XEOYE-FM
- Mexico City; Mexico;
- Broadcast area: Greater Mexico City
- Frequency: 89.7 MHz
- Branding: Oye 89.7

Programming
- Language: Spanish
- Format: Contemporary hit radio; Latin pop; reggaeton;

Ownership
- Owner: NRM Comunicaciones; (Radio Proyección, S.A. de C.V.);
- Sister stations: XHMM-FM, XHSON-FM, XEPH-AM, XEBS-AM, XEOY-AM

History
- First air date: August 28, 1957
- Call sign meaning: OYE ("Listen" in Spanish; also a modification of previous XEOY callsign)

Technical information
- Licensing authority: CRT
- Class: C
- ERP: 100 kW
- HAAT: 484.64 meters (1,590.0 ft)
- Transmitter coordinates: 19°31′54.2″N 99°07′47.7″W﻿ / ﻿19.531722°N 99.129917°W

Links
- Webcast: Listen live
- Website: oyedigital.mx/

= XEOYE-FM =

Contemporary hit radio station in Mexico City

XEOYE-FM is a radio station in Mexico City. Located on 89.7 FM, XEOYE-FM is a pop-formatted radio station owned by NRM Comunicaciones and branded as Oye 89.7. The transmitter site is located atop Cerro del Chiquihuite.

== History ==
XEOYE-FM is Mexico City's oldest surviving FM radio station, on air since August 28, 1957. It started its life as XEBS-FM, later switching callsigns with 100.9 FM to become XEOY-FM. It started with a classical music format, known as "Estéreomil", that remained on air for 39 years. The station was among the first in Mexico to operate regularly in stereo.

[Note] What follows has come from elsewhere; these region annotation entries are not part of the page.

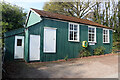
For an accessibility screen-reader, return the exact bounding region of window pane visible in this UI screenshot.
[74,32,77,40]
[17,39,22,46]
[89,34,92,41]
[88,28,91,32]
[106,30,108,34]
[70,24,73,30]
[103,30,105,34]
[70,31,73,40]
[74,25,77,30]
[92,37,94,41]
[89,38,92,41]
[92,28,95,33]
[103,37,105,42]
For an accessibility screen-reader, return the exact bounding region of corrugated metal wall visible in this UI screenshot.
[4,28,24,61]
[25,19,112,61]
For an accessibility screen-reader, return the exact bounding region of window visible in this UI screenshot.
[17,39,22,46]
[103,29,109,43]
[88,26,96,42]
[68,23,79,41]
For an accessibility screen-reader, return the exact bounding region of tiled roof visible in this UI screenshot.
[31,8,112,29]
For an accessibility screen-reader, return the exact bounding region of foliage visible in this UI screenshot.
[0,2,26,33]
[43,1,96,18]
[79,48,91,57]
[64,55,68,61]
[94,46,105,55]
[112,42,120,53]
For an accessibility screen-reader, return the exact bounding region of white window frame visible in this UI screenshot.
[103,29,110,43]
[68,23,79,42]
[88,26,97,43]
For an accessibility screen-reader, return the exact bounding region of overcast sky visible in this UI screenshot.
[4,0,49,12]
[4,0,118,12]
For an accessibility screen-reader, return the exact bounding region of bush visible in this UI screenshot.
[64,55,68,61]
[94,46,105,55]
[79,48,91,57]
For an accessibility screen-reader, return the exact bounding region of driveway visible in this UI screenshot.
[3,54,118,78]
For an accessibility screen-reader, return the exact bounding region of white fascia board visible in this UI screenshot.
[24,10,31,27]
[30,9,41,17]
[43,18,113,30]
[24,9,42,27]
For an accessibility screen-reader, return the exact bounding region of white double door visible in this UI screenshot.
[14,36,24,59]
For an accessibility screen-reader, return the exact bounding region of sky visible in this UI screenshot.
[2,0,118,12]
[4,0,49,12]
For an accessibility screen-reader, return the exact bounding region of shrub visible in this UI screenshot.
[79,48,91,57]
[64,55,68,61]
[94,46,105,55]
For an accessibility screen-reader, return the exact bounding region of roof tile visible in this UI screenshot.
[31,8,112,29]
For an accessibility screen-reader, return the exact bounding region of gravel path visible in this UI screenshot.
[3,54,118,78]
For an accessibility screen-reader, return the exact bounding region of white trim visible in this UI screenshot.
[29,34,41,61]
[102,28,110,43]
[24,9,42,27]
[24,10,31,27]
[43,27,57,53]
[88,26,97,43]
[30,8,40,17]
[44,27,57,29]
[68,22,80,42]
[45,18,113,30]
[14,36,24,59]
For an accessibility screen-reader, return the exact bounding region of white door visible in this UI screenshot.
[14,36,24,59]
[44,28,56,53]
[29,35,40,61]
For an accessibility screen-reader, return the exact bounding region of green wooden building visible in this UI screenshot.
[3,8,112,62]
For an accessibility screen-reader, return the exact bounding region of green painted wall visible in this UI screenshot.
[25,19,112,62]
[27,12,41,27]
[4,28,24,61]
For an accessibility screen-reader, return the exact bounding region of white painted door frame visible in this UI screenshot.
[14,36,24,59]
[29,35,40,61]
[43,27,57,53]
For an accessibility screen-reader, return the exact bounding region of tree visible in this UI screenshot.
[0,2,26,50]
[43,0,96,18]
[0,2,26,33]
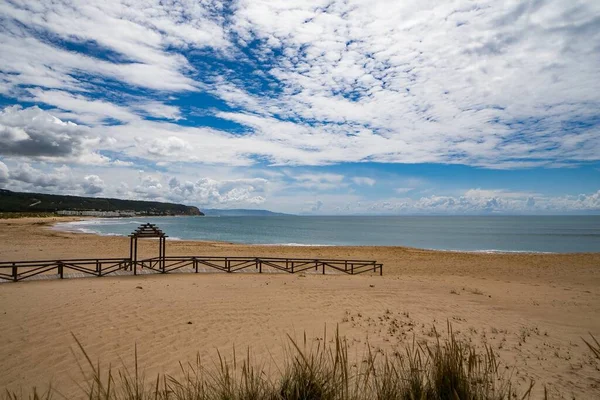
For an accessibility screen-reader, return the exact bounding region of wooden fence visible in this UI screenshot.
[134,256,383,275]
[0,256,383,282]
[0,258,132,282]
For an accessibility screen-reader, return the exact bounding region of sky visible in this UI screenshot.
[0,0,600,215]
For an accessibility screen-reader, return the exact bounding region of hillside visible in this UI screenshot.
[0,189,204,215]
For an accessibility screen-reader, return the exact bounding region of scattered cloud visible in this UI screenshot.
[394,188,415,194]
[0,161,8,183]
[81,175,104,195]
[0,0,600,213]
[352,176,377,186]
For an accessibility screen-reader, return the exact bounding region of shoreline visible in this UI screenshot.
[0,218,600,399]
[45,217,600,255]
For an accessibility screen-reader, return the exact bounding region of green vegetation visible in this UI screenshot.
[0,189,204,215]
[5,329,533,400]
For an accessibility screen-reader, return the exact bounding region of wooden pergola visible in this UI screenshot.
[129,223,168,275]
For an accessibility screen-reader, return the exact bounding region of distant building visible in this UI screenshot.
[56,210,136,218]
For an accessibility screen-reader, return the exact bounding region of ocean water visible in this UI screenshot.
[56,216,600,253]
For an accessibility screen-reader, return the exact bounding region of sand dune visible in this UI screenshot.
[0,220,600,399]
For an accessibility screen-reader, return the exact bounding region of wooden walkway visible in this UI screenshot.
[0,256,383,282]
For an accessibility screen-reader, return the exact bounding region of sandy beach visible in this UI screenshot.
[0,218,600,399]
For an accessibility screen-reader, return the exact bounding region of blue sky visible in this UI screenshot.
[0,0,600,214]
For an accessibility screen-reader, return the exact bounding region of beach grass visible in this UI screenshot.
[4,324,533,400]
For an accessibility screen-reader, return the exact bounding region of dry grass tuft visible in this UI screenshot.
[4,323,532,400]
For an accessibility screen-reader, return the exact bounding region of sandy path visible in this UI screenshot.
[0,220,600,399]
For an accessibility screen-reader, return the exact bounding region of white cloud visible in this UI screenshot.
[0,106,108,164]
[217,0,600,168]
[81,175,104,195]
[352,176,377,186]
[394,188,415,194]
[0,161,8,183]
[0,0,229,91]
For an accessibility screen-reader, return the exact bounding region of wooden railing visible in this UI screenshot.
[134,256,383,275]
[0,258,132,282]
[0,256,383,282]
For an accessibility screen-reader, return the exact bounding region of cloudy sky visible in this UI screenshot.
[0,0,600,214]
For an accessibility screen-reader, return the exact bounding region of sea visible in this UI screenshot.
[55,215,600,253]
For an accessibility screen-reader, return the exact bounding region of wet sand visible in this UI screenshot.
[0,218,600,399]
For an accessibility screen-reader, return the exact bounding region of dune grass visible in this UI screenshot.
[5,325,533,400]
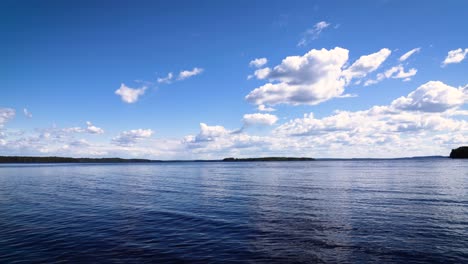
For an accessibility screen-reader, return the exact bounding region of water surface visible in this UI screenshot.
[0,159,468,263]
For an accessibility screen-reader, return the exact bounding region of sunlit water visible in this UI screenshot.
[0,159,468,263]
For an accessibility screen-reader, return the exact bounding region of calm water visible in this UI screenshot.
[0,159,468,263]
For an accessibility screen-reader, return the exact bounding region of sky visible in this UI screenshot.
[0,0,468,160]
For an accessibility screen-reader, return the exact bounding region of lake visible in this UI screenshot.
[0,158,468,263]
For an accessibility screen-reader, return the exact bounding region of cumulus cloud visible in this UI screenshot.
[391,81,467,112]
[246,47,348,105]
[0,108,15,128]
[274,81,468,148]
[343,48,392,82]
[297,21,330,46]
[242,113,278,127]
[115,83,147,104]
[177,67,204,80]
[442,48,468,66]
[86,121,104,134]
[245,47,391,105]
[194,123,231,141]
[23,108,32,118]
[257,105,276,112]
[399,48,421,62]
[112,129,154,146]
[364,64,418,86]
[249,58,268,68]
[158,72,174,84]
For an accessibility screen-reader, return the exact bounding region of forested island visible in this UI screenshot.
[223,157,315,162]
[450,146,468,159]
[0,156,314,163]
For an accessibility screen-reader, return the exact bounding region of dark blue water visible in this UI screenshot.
[0,159,468,263]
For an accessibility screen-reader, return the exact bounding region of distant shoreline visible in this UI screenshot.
[0,156,448,164]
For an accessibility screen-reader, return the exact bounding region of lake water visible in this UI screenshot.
[0,159,468,263]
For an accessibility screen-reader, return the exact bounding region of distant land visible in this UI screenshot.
[223,157,315,162]
[450,146,468,159]
[0,156,315,163]
[0,155,460,163]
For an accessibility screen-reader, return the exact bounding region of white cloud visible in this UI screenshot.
[242,113,278,126]
[86,121,104,134]
[364,64,418,86]
[23,108,32,118]
[0,108,15,128]
[158,72,174,84]
[177,67,204,80]
[195,123,231,141]
[249,58,268,68]
[343,48,392,82]
[246,47,348,105]
[399,48,421,62]
[112,129,154,146]
[442,48,468,66]
[297,21,330,46]
[115,83,147,104]
[391,81,467,112]
[246,47,391,105]
[257,105,276,112]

After nearly four decades, on July 29, 1994, XEOY-FM became Morena F.M., an early ranchera and ballad music format. In January 2000, NRM briefly allied with MVS Radio, which resulted in 89.7 FM taking on the FM Globo format when MVS's 104.9 FM became Exa FM; on July 15, 2002, this was ditched to become pop-formatted Oye 89.7. The station's callsign was changed to XEOYE-FM as part of the rebrand.